By the time he became the first European credited with setting foot in “La Florida” in 1513, Juan Ponce de León had been a successful conquistador roaming the New World for 20 years. He was a companion to Christopher Columbus on the second voyage in 1493, the first governor of Puerto Rico, and an avid explorer of the Caribbean. But for all that is known and written about his numerous exploits, historians still argue over where exactly he first landed in Florida.
De León’s expeditionary narrative seems all too familiar. Having discovered gold in Puerto Rico, he outfitted three ships to find even more riches that the Indigenous people said could be found on distant islands.
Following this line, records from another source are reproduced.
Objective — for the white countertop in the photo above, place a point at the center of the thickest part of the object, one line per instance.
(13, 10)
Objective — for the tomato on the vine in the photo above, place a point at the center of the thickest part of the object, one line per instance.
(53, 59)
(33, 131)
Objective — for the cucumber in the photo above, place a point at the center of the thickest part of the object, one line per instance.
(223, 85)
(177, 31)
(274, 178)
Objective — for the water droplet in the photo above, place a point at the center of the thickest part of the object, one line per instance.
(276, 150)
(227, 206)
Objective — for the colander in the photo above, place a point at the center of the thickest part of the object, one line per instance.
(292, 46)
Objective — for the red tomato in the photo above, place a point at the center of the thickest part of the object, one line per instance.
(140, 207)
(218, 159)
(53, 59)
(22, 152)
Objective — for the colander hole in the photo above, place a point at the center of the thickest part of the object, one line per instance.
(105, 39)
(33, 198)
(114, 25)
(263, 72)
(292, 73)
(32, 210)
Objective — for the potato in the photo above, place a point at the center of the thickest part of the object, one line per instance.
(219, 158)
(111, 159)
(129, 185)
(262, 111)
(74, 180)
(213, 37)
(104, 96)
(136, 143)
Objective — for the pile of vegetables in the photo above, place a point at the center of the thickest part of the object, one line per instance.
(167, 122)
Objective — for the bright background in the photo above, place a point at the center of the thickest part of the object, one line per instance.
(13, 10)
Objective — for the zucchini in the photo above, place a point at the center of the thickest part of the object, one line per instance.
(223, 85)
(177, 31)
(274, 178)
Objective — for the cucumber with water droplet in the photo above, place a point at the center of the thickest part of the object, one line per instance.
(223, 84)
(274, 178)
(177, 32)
His goal was the fabled island of Bimini, but he drifted onto the shores of Florida instead (believing the peninsula to be an island), naming it for the Easter festival of flowers (Pascua Florida). De León never found the riches he sought, but he did map out the Florida Keys all the way to Dry Tortuga.
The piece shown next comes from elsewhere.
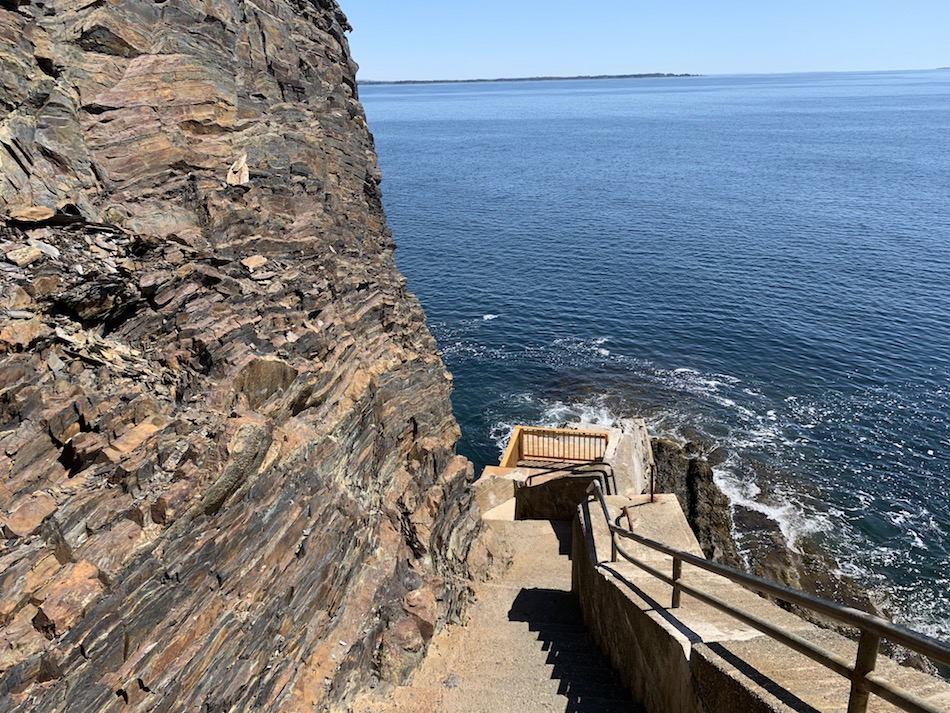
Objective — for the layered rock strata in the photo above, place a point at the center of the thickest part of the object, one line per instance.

His exploits became the protoplasm of legend, and he was eventually inextricably linked to the tale of the search for the Fountain of Youth. There is no mention of the fountain in any of his written records, although its folklore had long put a spring in the step of many a European explorer. There is also no evidence that Ponce de León initially landed at St. Augustine, the fabled site of the fountain. An enterprising raconteur named Luella Day McConnell (aka “Diamond Lil”), who profited handsomely from the tourist trade in St. Augustine in the early 20th century, seems to be the source of the unsubstantiated claims about Ponce de León.
Today, while archaeologists and historians continue to debate the crucial detail of where Ponce de León first walked the sands of Florida, visitors can enjoy the swashbuckling tales of early exploration appealingly presented at the Juan Ponce de León Landing Park, 150 miles south of St. Augustine. A few steps east will allow them to enjoy the quiet sandy beaches themselves.